Haskell in the Real World - patrickxb
http://vimeo.com/24676617

======
poelie
We use Haskell intensively. It is a very useful and easy language. Once you
mastered Haskell (and get used to the type system), it feels very natural. It
is both usable for scripting and "real" tasks.

The trick with Haskell is to model the data you are going to use. Haskell has
a good mathematical ground and if you model it right, you can leverage a lot
of mathematical tools.

We use it on a web project in combination with PostgreSQL. These two match
pretty nicely. Both have strong type systems. We wrote an JsonRPC server in
haskell, which acts as a secure proxy between the database and the client.

We also use it for system scripting. We wrote a special embedded DSL based on
arrows for critical tasks. And we use it for the analysis of data.

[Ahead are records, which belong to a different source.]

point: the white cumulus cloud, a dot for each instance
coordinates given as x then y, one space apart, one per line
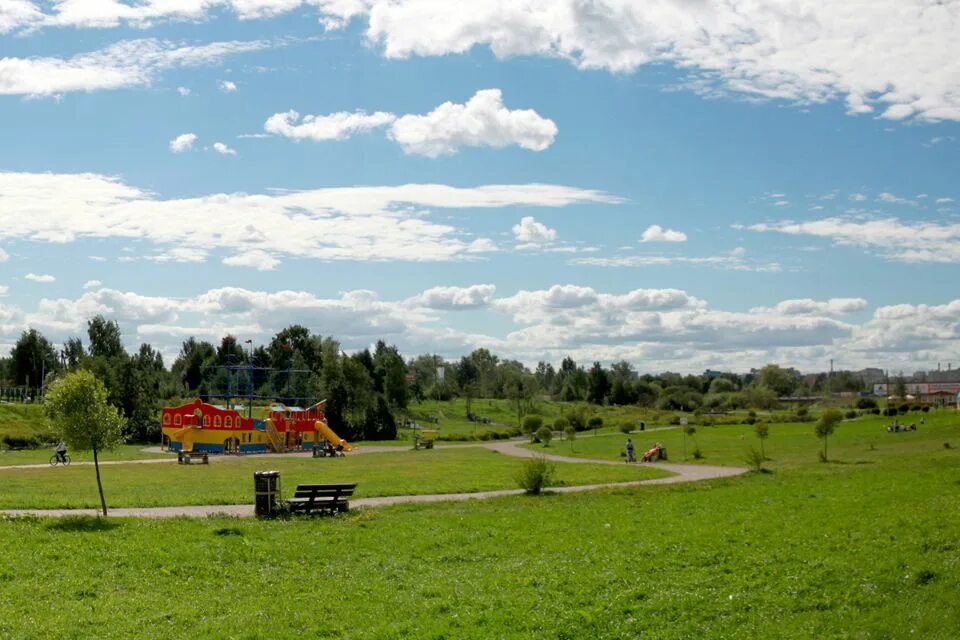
335 126
483 121
532 233
223 149
656 233
183 142
129 63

This is
mostly a pipeline ala: Parsing -> Interpreting -> Analyzing -> Storing, where
every phase has his own data type. It is great for writing parsers.

It has the speed of a compiled language and the ease of a scripting language.
It doesn't match c or c++ of course in speed. But you can get very close and
in almost all cases close enough.

The main negative aspect is that it is difficult to reason about your code in
terms of performance. And laziness can also do wonderful unexpected things.
And bugs in the compiler.